Yah, so am I.  I'm just saying that after the object is destroyed, don't
keep it around.

> Yeah, what about a nasty module that decides not to call the GC and blow
> your memory??? That's IMO the best thing about programming in Perl compared
> to C: not having to keep track of the memory!!! RFC 28!!!
Whoh!  I never meant to say that Perl shouldn't automaticly do GC as it
feels like it.  Simply that you should be able to explicitly garbage-collect
if you want to.

(It's arguable that you should be able to disable automatic GC.  In any
case, it should be tunable, so disabling it is just an _extreme_ tune.)

> We must not count on the programmer for almost nothing. 
Watch your double-negitives.  Writing calmly helps.

> > If the programmer
> > can GC when /he/ wants to, he can do so when the pause will have the least
> > effect.
> I agree the programmer should have how to explicitly call the GC, but that
> wouldn't be required from him.
OK then, we're all in agreement.

> > Think of a program that you want to run near-realtime most of the time,
> Write C. With no GC below it. Probably, with no OS (or a realtime one) below
> it.
Sorry.  Near-realtime is apparently a much more restrictive word then I
wanted.

> > but
> > where you have a bit of downtime every now and again.  A game comes
> > immedetly to mind.
> 
> Even if you want to write games in Perl (I would definitely want to), you
> should use C extensions to do the screen update (at least for speed...), and
> those would definitely not be constrained to GC pauses.
True, but I probably wouldn't for the event loop, and certianly not for the
tick function.  (At least some of the tick functions.)

> Call the GC explicitly before, no need to control when *not* to call it for
> this, as you were suggesting.
> Serious, man. Not having a implicit GC is not having GC at all!

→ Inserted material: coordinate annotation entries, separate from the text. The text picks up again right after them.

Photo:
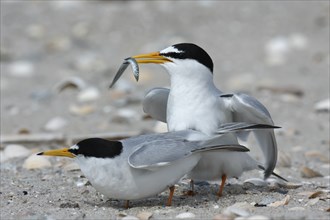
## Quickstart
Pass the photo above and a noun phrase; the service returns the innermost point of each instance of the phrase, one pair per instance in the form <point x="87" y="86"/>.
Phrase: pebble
<point x="223" y="217"/>
<point x="258" y="217"/>
<point x="185" y="215"/>
<point x="71" y="167"/>
<point x="160" y="127"/>
<point x="312" y="202"/>
<point x="284" y="159"/>
<point x="144" y="215"/>
<point x="256" y="182"/>
<point x="35" y="31"/>
<point x="318" y="155"/>
<point x="282" y="202"/>
<point x="276" y="50"/>
<point x="36" y="162"/>
<point x="241" y="82"/>
<point x="14" y="150"/>
<point x="80" y="29"/>
<point x="297" y="209"/>
<point x="125" y="115"/>
<point x="322" y="106"/>
<point x="89" y="62"/>
<point x="124" y="86"/>
<point x="88" y="94"/>
<point x="81" y="110"/>
<point x="298" y="41"/>
<point x="55" y="124"/>
<point x="5" y="56"/>
<point x="238" y="209"/>
<point x="309" y="173"/>
<point x="69" y="83"/>
<point x="58" y="44"/>
<point x="21" y="69"/>
<point x="130" y="217"/>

And as Perl
> should be Perl, it should keep collecting our garbage as we produce it!
Sorry.  I should have explained my wording more carefuly.  I see three
different types of triggers:
1) Explicit -- A call to garbage::collect or somesuch.
2) Implicit -- Certian program-execution events implicitly do a
   GC run when encountered.  For example, you could say we do
   this now -- we garbage-collect every time a scope exits.  What I was
   suggesting above is that when a 1-arg undef is encountered, implicitly GC.
3) Automatic -- Certian runtime events, not directly (or obviously) related
   to the flow of execution, like when the number of SVs created or the
   amount of memory allocated since the last GC run exced a certian critical
   value.
(I /think/ a dictionary would agree with me, but I'm not about to get pissy
and look them up.)

I was saying that we should do 1 and 3, but not 2.